When players try to solve word games, they attempt to put together clues to find the solution. Sure, it helps to have a strong vocabulary, but finding the right answers to those puzzles is as much about logic and strategy as it is about being a wordsmith.
Using a surprisingly comparable process, an interdisciplinary team of Northwestern Engineering researchers pieced together a method to determine how different 2D materials respond to disorder – testing some materials that could possibly replace silicon in new transistors and sensors.
“The analysis method will lead to a better understanding of disorder potentials in 2D materials to help make faster transistors, as well as better gas sensors that can more easily discriminate different gases,” said Matthew Grayson, professor of electrical and computer engineering at the McCormick School of Engineering, and one of the study’s authors.
Presented in the paper “Field-effect Conductivity Scaling for Two-dimensional Materials with Tunable Impurity Densit,” published in the journal 2D Materials, the investigators developed a method to determine the fingerprint of the neighboring disorder as seen by a 2D material.
In science, disorder refers to imperfections or nearby charges that might scatter the otherwise straight path of an electron. 2D materials like graphene are particularly susceptible to nearby disorder because they are literally several atoms thick, at most.
“Disorder characterization is paramount in understanding and improving the performance of 2D materials,” Grayson said. “This paper shows that there exists a universal curve that serves as a fingerprint of that disorder. Even though different doses of disorder appear to result in completely different behaviors, these behaviors all represent individual threads of an overall tapestry.”

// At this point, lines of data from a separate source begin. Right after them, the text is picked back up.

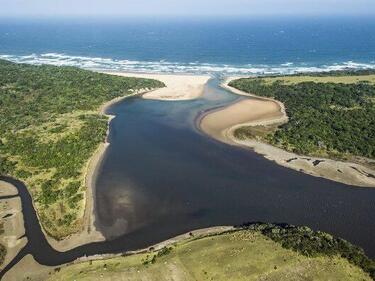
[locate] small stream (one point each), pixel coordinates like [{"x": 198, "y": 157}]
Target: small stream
[{"x": 162, "y": 177}]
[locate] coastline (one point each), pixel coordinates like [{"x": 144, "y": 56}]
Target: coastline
[
  {"x": 178, "y": 87},
  {"x": 339, "y": 171}
]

This is where the similarity comes in between the science and games you play on your phone or printed newspaper.
Using 2D material samples developed by the Hersam and Dravid groups, Grayson and his team implemented a new method to measure electrical conductivity curves using a cryostat, a device that preserves samples at low temperatures for microscopic examination. At room temperature, the charges that constitute disorder are free to shift around until they reach equilibrium, but when frozen in the cryostat, the disorder is frozen in place.

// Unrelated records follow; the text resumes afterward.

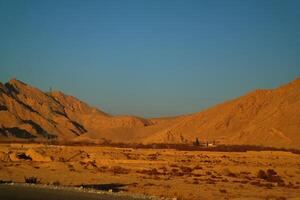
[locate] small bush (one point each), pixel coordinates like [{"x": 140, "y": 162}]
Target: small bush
[
  {"x": 56, "y": 183},
  {"x": 31, "y": 180}
]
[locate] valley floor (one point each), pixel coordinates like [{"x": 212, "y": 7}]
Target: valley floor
[{"x": 160, "y": 172}]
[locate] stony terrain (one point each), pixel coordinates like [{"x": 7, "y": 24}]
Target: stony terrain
[{"x": 161, "y": 172}]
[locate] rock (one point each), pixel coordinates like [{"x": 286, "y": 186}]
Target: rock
[
  {"x": 4, "y": 157},
  {"x": 35, "y": 156}
]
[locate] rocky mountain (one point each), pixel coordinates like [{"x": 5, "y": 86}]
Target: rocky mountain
[{"x": 262, "y": 117}]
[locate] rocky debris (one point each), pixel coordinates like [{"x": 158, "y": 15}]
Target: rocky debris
[
  {"x": 35, "y": 156},
  {"x": 4, "y": 157}
]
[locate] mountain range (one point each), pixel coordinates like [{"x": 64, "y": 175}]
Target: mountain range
[{"x": 262, "y": 117}]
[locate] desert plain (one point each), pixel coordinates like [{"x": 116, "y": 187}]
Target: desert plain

Each individual conductivity curve resembles a puzzle piece. The researchers then utilized an empirical rule to piece together all the curves until they formed a complete picture.
They then used physical arguments to understand why this rule works as well as it does. As a result, they solved the riddle of how each of the materials under study respond to a specific class of imperfections.
“The impressive continuity of this picture when all the puzzle pieces were in place inspired us to dig deeper into the physics to understand what the underlying reason must be for this behavior,” Grayson said. “The same mentality that the general public uses to solve their daily Wordle or crossword puzzle is applied here.”
These findings also have implications for 2D materials research moving forward.
“Instead of seeing individual devices made from the same 2D materials as a bunch of puzzle pieces that each have to be studied independently, you can now locate where a given sample fits into the previously solved puzzle,” Grayson said, “so that each individual piece is instantly recognized as part of a greater picture.